Tempest Therapeutics is looking for “strategic alternatives” that will allow it to take its investigational PPARα antagonist amezalpat forward into late-stage development, the biotech announced on Thursday.
Some of Tempest’s options include searching for a partner, licensing deals or joint ventures over amezalpat. The company is also open to a merger or an acquisition, as per its news release. Tempest has not provided a timeline for this strategic review, nor did it make any promises that Thursday’s announcement will result in a business transaction.
Tempest’s scramble for funding isn’t surprising. In a March 27 note to investors, William Blair analysts noted that the biotech had just over $30 million in cash and cash equivalents—only enough to cover the “start-up costs” of a Phase III trial for amezalpat.
Tempest already has a partner for amezalpat—and a powerhouse one at that. In October 2024, the California-based biotech inked a collaboration agreement with Roche to study amezalpat in combination with Tecentriq and bevacizumab (marketed by Roche under the brand name Avastin), positioning the regimen as a frontline option for unresectable or metastatic hepatocellular carcinoma (HCC). Roche has committed to providing a supply of Tecentriq for the trial, while Tempest will remain the study’s principal sponsor. That 2024 deal is a follow-up to a 2021 collaboration on the same drug combos in a Phase Ib/II trial. Tempest retains all development and commercial rights to amezalpat.
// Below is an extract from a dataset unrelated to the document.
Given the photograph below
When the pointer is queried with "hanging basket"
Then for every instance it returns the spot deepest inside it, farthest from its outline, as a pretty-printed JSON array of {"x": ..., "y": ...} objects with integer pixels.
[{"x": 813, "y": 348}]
“Clearly additional funding will be needed to fully conduct the Phase III study,” the William Blair analysts noted, “which we believe could come from an additional development partner and/or equity financing.” Still, William Blair expressed optimism about Tempest and amezalpat, which it called “an attractive development opportunity for multiple partners.”
Designed to be taken orally, amezalpat is a small-molecule drug that selectively binds to and blocks PPARα, a transcription factor protein involved in various lipid-related metabolic processes. Tempest is studying amezalpat for HCC, a cancer of the liver that some studies have linked to sustained and excessive PPARα activation.
In June 2024, Tempest released Phase Ib/II data for the drug, showing that when used with Tecentriq and bevacizumab, the oral PPARα blocker elicited a 35% improvement in overall survival (OS) versus Tecentriq plus bevacizumab alone. Patients given the amezalpat regimen saw median OS of 21 months as compared to 15 months in control comparators.
In its news release on Thursday, Tempest also revealed that it had already completed an end-of-Phase II meeting with the FDA and has aligned with the regulator on a Phase III study for the amezalpat combo regimen.